Crisis, an amazing film shot in 1963 as President John and Attorney General Robert Kennedy try to negotiate a peaceful integration of the University of Alabama by a pair of courageous students, despite the then Governor, George Wallace, promising to stand in the doorway to block their entrance.  The filmmakers were allowed camera access to both camps, and what you see is what real leadership looks like-  even Wallace is trying to avoid a deadly riot like the one at the University of Mississippi a year earlier, and the Kennedys are trying to promote what they see as ‘a moral issue’ without losing the support of the entire white South (JFK’s margin in the 1960 presidential election was incredibly narrow).  At the end JFK makes a short, pointed speech that will underline the vacuum we presently have in the White House.

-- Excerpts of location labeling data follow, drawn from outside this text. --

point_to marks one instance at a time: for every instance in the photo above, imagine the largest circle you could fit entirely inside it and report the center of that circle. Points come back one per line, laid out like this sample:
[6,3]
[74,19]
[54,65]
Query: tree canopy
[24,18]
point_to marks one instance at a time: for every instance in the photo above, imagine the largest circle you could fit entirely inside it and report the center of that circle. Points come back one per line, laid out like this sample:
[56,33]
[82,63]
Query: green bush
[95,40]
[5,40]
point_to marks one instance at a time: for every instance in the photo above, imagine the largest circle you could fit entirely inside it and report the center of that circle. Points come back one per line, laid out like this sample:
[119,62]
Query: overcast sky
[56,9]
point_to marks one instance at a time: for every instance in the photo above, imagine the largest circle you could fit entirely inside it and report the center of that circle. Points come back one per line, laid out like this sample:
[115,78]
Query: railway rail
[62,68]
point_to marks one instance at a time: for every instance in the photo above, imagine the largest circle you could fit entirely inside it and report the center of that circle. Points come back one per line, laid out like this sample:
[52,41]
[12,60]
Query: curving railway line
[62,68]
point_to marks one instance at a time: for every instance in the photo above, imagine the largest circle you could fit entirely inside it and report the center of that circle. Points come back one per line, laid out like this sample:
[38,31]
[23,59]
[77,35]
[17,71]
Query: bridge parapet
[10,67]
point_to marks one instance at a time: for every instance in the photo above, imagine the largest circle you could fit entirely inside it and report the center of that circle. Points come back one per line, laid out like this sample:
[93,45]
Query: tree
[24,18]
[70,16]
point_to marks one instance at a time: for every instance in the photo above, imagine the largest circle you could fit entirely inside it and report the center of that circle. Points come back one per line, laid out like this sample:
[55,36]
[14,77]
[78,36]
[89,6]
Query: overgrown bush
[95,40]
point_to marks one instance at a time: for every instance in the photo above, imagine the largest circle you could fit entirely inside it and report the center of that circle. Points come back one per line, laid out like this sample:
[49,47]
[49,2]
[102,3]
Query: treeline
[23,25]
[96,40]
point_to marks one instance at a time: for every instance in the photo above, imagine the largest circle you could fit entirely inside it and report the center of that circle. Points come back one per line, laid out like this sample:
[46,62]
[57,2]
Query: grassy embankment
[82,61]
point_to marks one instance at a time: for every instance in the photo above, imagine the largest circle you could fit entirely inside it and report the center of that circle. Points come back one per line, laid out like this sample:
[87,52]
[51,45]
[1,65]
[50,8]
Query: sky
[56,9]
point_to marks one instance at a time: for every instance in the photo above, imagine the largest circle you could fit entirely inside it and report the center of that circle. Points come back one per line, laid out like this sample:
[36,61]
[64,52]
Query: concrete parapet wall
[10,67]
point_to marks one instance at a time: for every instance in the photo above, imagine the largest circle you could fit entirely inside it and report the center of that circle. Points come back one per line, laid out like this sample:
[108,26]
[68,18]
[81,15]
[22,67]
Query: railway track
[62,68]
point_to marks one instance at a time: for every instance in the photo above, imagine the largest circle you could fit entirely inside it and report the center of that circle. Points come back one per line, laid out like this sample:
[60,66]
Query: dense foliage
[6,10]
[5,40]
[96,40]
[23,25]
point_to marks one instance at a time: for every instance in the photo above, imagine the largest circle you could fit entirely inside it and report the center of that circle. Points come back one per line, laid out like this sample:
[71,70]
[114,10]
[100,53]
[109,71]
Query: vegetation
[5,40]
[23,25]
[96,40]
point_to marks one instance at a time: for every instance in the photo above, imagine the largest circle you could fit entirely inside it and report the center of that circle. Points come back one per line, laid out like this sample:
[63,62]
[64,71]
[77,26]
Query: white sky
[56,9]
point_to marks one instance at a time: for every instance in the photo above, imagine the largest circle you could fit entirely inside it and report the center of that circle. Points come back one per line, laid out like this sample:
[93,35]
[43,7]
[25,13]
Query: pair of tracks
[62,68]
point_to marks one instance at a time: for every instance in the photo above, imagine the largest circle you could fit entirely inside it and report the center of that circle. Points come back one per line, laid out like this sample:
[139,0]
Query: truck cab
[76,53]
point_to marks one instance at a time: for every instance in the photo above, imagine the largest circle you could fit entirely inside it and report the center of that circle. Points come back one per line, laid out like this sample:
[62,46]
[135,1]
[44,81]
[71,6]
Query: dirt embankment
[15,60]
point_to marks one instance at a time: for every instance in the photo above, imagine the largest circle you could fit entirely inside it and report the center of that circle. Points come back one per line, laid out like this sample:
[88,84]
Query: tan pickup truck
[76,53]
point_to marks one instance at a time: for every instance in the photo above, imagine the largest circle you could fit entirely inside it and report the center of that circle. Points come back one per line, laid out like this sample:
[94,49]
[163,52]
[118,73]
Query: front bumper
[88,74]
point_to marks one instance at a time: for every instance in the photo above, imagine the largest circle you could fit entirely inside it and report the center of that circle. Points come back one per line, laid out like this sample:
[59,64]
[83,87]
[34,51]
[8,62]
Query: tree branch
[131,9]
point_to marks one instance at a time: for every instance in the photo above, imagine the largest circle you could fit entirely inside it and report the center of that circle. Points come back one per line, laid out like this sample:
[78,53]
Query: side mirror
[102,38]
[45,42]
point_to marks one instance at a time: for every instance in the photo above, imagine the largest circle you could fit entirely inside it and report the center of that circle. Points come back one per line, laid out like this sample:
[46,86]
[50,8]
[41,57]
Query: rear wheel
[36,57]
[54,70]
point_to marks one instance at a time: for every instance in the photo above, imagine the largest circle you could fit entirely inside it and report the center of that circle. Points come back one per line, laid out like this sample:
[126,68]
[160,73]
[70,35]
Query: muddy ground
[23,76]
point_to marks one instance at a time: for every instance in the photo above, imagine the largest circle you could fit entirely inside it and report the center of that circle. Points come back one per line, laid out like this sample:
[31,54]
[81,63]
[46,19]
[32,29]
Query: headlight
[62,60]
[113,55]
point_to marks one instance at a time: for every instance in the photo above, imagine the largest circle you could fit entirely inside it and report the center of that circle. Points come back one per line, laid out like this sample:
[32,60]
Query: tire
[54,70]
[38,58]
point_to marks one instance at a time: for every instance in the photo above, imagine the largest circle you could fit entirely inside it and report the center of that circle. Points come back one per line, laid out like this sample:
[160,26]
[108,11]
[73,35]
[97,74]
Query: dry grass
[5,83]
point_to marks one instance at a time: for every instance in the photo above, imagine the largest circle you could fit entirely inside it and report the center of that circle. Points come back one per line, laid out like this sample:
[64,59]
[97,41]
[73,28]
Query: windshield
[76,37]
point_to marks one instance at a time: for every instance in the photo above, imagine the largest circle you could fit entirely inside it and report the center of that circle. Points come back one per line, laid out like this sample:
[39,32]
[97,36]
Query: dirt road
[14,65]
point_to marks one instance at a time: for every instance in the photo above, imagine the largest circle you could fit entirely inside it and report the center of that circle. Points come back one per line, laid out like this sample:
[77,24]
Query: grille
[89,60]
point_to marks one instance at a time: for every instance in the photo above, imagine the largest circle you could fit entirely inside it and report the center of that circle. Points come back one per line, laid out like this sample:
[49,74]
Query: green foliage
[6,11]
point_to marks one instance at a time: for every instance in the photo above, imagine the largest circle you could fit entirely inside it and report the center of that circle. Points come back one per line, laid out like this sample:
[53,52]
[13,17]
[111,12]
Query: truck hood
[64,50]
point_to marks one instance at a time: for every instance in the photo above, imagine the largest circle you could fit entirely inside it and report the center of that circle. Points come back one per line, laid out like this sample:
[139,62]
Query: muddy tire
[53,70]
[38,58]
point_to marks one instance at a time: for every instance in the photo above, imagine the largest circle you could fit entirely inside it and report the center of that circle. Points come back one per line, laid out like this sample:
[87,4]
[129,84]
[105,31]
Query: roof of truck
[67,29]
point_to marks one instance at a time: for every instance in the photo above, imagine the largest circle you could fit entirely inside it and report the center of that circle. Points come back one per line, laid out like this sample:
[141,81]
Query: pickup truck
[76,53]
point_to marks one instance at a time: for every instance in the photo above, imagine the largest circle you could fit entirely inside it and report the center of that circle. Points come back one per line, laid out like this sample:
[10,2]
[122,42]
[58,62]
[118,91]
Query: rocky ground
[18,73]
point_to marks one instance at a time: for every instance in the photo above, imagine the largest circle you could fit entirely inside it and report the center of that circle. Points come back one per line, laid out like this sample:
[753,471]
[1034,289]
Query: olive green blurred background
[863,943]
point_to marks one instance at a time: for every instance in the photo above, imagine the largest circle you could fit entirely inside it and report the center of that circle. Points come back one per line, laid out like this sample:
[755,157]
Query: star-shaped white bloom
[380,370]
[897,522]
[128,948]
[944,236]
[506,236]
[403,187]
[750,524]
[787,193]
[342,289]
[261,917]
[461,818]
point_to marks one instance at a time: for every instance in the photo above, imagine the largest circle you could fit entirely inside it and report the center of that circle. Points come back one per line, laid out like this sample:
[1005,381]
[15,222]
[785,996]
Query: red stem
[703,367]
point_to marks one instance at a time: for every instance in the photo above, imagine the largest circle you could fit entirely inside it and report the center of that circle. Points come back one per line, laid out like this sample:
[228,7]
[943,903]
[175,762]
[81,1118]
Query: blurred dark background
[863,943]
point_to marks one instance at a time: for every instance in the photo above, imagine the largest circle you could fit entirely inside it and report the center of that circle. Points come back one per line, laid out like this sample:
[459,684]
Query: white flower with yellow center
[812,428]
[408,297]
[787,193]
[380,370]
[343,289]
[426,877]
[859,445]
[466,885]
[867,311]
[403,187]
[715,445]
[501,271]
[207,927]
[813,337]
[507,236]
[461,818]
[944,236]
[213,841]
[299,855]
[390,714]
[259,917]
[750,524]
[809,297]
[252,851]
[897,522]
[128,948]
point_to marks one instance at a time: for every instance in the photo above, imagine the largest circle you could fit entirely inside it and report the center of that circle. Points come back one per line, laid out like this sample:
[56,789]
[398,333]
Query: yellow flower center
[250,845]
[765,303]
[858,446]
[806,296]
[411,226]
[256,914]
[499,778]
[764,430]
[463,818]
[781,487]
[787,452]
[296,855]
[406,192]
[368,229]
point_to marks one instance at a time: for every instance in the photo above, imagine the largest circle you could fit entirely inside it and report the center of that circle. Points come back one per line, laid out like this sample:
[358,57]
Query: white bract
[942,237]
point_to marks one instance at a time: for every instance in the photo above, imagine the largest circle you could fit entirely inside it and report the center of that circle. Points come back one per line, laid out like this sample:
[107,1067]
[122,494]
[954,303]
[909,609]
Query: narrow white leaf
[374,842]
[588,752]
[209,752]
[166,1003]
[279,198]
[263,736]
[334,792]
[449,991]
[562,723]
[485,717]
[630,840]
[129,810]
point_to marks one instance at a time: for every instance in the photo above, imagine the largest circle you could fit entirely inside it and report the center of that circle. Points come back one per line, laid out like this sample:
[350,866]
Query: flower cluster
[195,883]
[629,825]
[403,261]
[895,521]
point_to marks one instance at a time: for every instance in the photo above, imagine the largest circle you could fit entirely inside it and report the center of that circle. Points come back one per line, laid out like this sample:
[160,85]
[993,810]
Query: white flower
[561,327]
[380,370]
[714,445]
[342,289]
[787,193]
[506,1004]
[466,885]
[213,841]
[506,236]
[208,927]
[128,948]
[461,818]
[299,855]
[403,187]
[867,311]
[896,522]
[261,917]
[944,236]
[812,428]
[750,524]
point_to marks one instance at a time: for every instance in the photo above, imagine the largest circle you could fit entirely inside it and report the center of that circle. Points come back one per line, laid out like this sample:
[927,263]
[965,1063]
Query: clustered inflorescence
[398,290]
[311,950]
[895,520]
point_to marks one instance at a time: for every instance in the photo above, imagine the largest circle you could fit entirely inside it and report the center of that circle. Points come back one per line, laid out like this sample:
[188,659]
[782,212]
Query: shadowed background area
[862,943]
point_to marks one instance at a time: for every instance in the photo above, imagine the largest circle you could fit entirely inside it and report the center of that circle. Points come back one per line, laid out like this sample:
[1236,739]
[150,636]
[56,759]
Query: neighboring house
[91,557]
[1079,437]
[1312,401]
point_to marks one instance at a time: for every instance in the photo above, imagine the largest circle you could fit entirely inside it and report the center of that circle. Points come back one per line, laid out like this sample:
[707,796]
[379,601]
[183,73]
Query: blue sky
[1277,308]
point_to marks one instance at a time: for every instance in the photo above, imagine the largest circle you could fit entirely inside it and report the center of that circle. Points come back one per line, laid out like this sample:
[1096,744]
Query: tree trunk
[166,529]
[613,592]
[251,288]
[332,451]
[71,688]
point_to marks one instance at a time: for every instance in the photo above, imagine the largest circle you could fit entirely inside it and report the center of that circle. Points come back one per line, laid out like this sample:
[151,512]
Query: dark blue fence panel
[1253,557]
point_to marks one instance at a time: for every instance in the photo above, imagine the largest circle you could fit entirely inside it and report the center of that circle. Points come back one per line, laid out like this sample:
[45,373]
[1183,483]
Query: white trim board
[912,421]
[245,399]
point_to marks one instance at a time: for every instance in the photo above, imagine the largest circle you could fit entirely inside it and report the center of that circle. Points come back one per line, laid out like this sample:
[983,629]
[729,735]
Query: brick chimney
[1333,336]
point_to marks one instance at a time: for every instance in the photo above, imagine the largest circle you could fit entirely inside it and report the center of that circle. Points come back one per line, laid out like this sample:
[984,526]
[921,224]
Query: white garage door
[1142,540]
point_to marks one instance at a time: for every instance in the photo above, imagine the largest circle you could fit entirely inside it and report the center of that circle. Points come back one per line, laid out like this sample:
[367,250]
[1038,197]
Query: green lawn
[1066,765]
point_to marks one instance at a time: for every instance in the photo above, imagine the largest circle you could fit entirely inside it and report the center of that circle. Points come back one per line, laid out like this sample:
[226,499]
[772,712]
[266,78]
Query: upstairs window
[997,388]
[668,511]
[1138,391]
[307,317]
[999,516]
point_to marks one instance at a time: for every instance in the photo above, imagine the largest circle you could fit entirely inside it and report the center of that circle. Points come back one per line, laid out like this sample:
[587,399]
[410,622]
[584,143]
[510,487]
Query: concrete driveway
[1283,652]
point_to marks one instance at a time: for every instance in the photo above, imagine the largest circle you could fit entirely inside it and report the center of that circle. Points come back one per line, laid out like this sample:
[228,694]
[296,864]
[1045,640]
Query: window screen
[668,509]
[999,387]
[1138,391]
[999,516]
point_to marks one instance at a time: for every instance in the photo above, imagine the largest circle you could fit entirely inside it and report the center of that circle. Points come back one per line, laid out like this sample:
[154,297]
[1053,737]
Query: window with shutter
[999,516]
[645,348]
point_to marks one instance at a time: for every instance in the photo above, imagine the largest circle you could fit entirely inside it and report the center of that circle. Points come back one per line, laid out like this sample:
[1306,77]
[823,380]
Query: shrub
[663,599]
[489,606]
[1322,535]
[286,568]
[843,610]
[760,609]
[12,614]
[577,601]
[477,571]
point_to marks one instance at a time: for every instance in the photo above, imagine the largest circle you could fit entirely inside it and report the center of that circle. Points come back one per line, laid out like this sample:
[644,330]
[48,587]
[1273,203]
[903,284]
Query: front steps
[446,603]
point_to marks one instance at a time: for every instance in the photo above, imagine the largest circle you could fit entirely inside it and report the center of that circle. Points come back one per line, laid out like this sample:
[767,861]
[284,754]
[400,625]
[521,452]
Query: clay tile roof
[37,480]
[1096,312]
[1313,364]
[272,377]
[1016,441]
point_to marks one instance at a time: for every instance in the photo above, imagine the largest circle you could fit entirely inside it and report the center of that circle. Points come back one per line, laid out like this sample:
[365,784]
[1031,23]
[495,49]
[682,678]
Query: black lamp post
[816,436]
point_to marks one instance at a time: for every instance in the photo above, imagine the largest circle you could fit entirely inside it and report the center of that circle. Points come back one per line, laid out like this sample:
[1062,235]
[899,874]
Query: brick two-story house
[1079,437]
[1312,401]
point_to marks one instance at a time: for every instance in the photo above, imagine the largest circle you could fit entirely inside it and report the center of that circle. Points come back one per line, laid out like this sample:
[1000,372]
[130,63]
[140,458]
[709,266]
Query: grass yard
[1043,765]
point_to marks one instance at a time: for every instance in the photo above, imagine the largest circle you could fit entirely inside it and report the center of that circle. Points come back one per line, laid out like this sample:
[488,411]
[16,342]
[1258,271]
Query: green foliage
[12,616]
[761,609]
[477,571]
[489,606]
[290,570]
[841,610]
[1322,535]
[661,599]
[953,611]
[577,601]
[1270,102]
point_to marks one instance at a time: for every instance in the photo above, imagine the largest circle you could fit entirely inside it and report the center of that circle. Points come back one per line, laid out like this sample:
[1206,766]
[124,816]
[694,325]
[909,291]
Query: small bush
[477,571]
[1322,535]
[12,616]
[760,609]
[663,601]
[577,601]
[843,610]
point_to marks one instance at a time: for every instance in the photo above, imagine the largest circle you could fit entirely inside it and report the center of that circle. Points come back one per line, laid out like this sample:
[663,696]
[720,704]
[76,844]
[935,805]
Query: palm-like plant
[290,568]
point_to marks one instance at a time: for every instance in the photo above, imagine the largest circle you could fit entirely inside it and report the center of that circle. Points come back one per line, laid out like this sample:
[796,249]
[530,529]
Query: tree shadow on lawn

And finally Paul Robeson: Tribute to an Artist.  Besides the fact that everybody should learn, if they don’t already know, who Paul Robeson was, the film deals with something key to what we’re experiencing with the withdrawal of Confederate flags and statues, the renaming of public spaces-  Robeson gained national fame playing a poor dockworker singing the song Ole Man River in the play and then the movie of Show Boat.  The lyrics originally began with the N-word, and Robeson was able to convince composer Jerome Kern to change that.  And through the years, as he was always requested to sing his greatest hit, Robeson continued to refine the lyrics (‘Drink a little gin and you lands in jail’ became ‘Show a little grit and you lands in jail’).  He no longer sang it as that illiterate dockworker but as himself-  college graduate, All-American football star, linguist, international activist.  Culture that doesn’t doesn’t evolve with people’s lives works as a straightjacket-  it’s not only dead, it’s damaging.  Movies like Birth of a Nation and Gone With the Wind should not disappear, but be shown in a context that reminds us ‘This is what we used to accept as the truth, and how fucked up was that?‘.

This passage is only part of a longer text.